Questa pandemia però ha messo a dura prova tutti noi, compreso me. Chiudere la porta di casa questi venerdì per scendere alla preghiera è stata una prova di forza e di coraggio. I momenti vissuti insieme tra le parole del parroco e qualche strofa del miserere mi hanno reso più lieve appoggiare la testa sul cuscino per riaddormentarmi. La pandemia, la scuola del mio piccolo, le tensioni a casa, il futuro. Questa ormai abituale insicurezza e, ahimè, il lavoro. Sono ormai da mesi senza ma per fortuna in una situazione di privilegio rispetto a tanti altri. Sono in cassa integrazione, la percepisco in ritardo e mi basta a coprire il fitto e le spese indispensabili. Ogni tanto il cuore di mamma interviene e risolve. Quando ripete quel gesto con discrezione di salutarmi e infilarmi qualche banconota piegata tra le mani stringendomi a sé col bene che solo una mamma sa donare mi uccide.

Voglio però ringraziare voi tutti, te e il parroco compreso, per quel piccolo aiuto da voi ricevuto.
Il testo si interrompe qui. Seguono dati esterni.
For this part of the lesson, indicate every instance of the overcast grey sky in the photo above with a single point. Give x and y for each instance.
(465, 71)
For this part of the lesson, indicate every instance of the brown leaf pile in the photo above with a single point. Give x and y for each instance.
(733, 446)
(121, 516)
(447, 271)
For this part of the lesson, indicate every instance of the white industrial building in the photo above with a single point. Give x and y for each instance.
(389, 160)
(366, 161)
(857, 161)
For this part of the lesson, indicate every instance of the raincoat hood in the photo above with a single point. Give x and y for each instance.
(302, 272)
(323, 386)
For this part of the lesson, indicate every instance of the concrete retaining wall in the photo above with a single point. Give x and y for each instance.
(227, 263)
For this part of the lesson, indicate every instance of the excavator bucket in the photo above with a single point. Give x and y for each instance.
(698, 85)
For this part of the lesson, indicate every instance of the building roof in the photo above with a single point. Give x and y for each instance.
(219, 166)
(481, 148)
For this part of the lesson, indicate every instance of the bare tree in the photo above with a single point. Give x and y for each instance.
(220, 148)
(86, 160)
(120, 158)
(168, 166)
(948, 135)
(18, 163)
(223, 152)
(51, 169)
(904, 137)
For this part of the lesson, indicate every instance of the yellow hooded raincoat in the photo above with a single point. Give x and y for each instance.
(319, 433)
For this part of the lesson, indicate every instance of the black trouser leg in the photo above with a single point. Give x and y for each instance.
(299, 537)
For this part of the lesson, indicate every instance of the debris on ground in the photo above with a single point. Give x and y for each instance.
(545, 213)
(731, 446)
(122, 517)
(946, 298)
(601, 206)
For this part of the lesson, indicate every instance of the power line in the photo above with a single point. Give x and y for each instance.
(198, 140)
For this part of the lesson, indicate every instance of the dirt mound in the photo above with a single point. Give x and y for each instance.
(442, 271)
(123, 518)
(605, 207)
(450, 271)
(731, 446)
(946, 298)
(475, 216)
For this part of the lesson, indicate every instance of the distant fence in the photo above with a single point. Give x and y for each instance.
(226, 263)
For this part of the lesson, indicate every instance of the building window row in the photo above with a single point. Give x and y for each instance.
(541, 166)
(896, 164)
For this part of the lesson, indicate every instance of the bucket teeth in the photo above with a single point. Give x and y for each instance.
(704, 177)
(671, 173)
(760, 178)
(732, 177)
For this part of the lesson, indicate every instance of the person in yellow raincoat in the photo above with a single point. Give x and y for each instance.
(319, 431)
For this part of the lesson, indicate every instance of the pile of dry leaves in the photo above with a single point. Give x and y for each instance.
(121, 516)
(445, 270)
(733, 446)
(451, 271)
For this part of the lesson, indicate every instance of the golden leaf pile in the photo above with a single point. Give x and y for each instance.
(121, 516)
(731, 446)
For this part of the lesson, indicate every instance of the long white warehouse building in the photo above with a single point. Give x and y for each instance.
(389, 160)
Un dono per me così importante, un pianto misto di gioia e gratitudine ad ogni ritiro. Che bella questa comunità. A te posso dirlo, a casa nessuno lo sa, voglio almeno dimostrare di farcela da solo. Quella processione che ho per tanti anni evitato mi mancherà, spalancherò però quelle imposte tenute chiuse per troppi anni, in silenzio cercherò le voci del nostro coro, per me quest’anno un coro di perdono sì, ma di tanta grazia ricevuta. Grazie».